Make sure you are on the 3-debugging branch in the "exercise" folder to follow along with this section.

Deno apps can be debugged either from the browser, or with VS Code. Much like Node, Deno has --inspect and --inspect-brk flags. The --inspect flag starts the program and listens for the debugger. The --inspect-brk does the same thing except that it automatically breaks on the first line of the program.

When a process is in debug mode, you can attach to it with browser dev tools to provide a robust debugging experience.

Using the browser dev tools

This should work in any Chromium based browser - including Chrome itself and Microsoft Edge.

First, make sure the app.ts file contains the following code as we left it in the last module.

const message: String = Deno.args[0];
console.log(`Hello ${message}`.toUpperCase());

Run the program as you normally would, but this time, pass in the --inspect flag.

deno run --inspect app.ts World

Passing the --inspect flag opens the debugger port. However, the program runs to completion and you don't have a chance to debug it. This is because you haven't set any breakpoints and your code has no errors. The solution to this is to use the --inspect-brk flag instead.

Run the program again, this time passing in the --inspect-brk flag.

deno run --inspect-brk app.ts World

This time, the program runs, and then pauses. Now you can attach your browser developer tools to the running program.

Attach with browser dev tools

Note that this requires a Chromium-based browser such as Chrome or Edge

All you need here is an open browser tab. Navigate to chrome://inspect or edge://inspect. Both will work. In Edge, typing chrome://inspect will take you to edge://inspect.

The browser should automatically see your running program and list it as a "target" as shown below. Click the "inspect" link.

The chrome inspect page

This will open the browser dev tools and you will see the your program is broken on the first line.

The chrome dev tools

Step over to the next line and hover over the Deno.args object. You can see the "World" argument that was passed in.

Hovering over the args argument in Deno

Click the continue button to finish execution and then close the Dev Tools.

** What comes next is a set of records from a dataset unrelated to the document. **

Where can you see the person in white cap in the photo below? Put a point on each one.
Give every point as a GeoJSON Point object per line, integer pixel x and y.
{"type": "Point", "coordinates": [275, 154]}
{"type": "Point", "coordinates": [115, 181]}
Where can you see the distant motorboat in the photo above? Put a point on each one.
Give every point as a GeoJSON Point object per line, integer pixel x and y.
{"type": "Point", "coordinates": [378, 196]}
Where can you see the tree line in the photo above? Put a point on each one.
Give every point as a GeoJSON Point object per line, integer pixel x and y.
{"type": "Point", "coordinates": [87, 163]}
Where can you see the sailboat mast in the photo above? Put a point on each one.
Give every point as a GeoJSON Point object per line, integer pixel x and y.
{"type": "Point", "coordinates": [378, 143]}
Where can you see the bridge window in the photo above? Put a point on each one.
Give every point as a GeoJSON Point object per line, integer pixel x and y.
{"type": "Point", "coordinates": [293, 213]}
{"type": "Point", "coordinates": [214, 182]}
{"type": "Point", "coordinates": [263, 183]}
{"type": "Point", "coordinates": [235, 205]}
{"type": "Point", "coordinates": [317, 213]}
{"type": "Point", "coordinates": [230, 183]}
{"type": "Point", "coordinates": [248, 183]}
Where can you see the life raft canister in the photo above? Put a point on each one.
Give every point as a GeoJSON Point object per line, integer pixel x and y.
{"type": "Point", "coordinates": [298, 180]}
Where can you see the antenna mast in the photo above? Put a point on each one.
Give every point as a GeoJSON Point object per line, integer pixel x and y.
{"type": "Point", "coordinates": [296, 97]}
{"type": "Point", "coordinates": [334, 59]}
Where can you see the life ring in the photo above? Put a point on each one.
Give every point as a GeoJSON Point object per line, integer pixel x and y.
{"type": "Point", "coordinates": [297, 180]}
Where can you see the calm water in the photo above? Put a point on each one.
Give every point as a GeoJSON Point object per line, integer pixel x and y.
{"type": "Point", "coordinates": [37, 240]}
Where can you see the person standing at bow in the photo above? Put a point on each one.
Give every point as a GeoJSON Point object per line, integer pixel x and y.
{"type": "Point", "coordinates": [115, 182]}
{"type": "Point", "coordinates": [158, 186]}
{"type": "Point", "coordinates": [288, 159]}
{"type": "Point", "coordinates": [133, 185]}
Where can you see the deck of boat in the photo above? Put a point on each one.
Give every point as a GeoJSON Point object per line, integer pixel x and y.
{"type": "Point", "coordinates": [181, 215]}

Note that at the time of this writing, this does not work with WSL2 as Chrome/Edge looks for Deno source code in //home/, which is not a valid path on Windows.

Debugging with VS Code

The Deno extension for VS Code includes a debugger. It also knows how to automatically configure a launch.config with the correct settings to launch the program with --inspect and attach the VS Code debugger.

  • Press F1 to open the Command Palette in VS Code
  • Type "launch" and select "Open launch.json"
  • Select "Deno"

VS Code creates a launch configuration and adds a file called launch.json and a folder called ".vscode". By default, the configuration looks for a file called main.ts. But in the exercise, we have called the file app.ts. Modify the launch.config file so that the program is app.ts.

"program": "app.ts",
  • Open the app.ts file.
  • Click in the gutter next to line 1 to add a breakpoint. A red circle should appear next to the line.

Breakpoint in VS Code

  • Press F5 to start the application.
  • The application breaks on the line where you breakpoint is.
  • Mouse over the Deno.args object to see the arguments that were passed in. There are none! This is because the debugger is launching the program and you need to pass the argument in there.
  • Press the stop button in the debugger to stop the process.
  • Open the launch.json file and add an "args" property underneath the "runtimeArgs" section.

    "args": [

Note that if you added "World" to runtime args, it would be passed BEFORE the name of the file to execute (app.ts) and the command would fail.

  • Press F5 to run the application again.
  • Notice that Deno.args now contains "World".
  • Press the continue button to finish execution and close the debugger

Notice that you can't see any output. Why is that? Where is the "Hello World" being logged out to?

By default, VS Code runs terminal apps on in internal console that you cannot see. You can alter this by specifying the "console" property in the launch.config file. Set it to "integrated" to see the output in the VS Code terminal.

"args": [
"console": "integratedTerminal",
  • Press F5 to run the application again.
  • Press the "step over" button in the debug bar.
  • "Hello World" is written to the Integrated Terminal.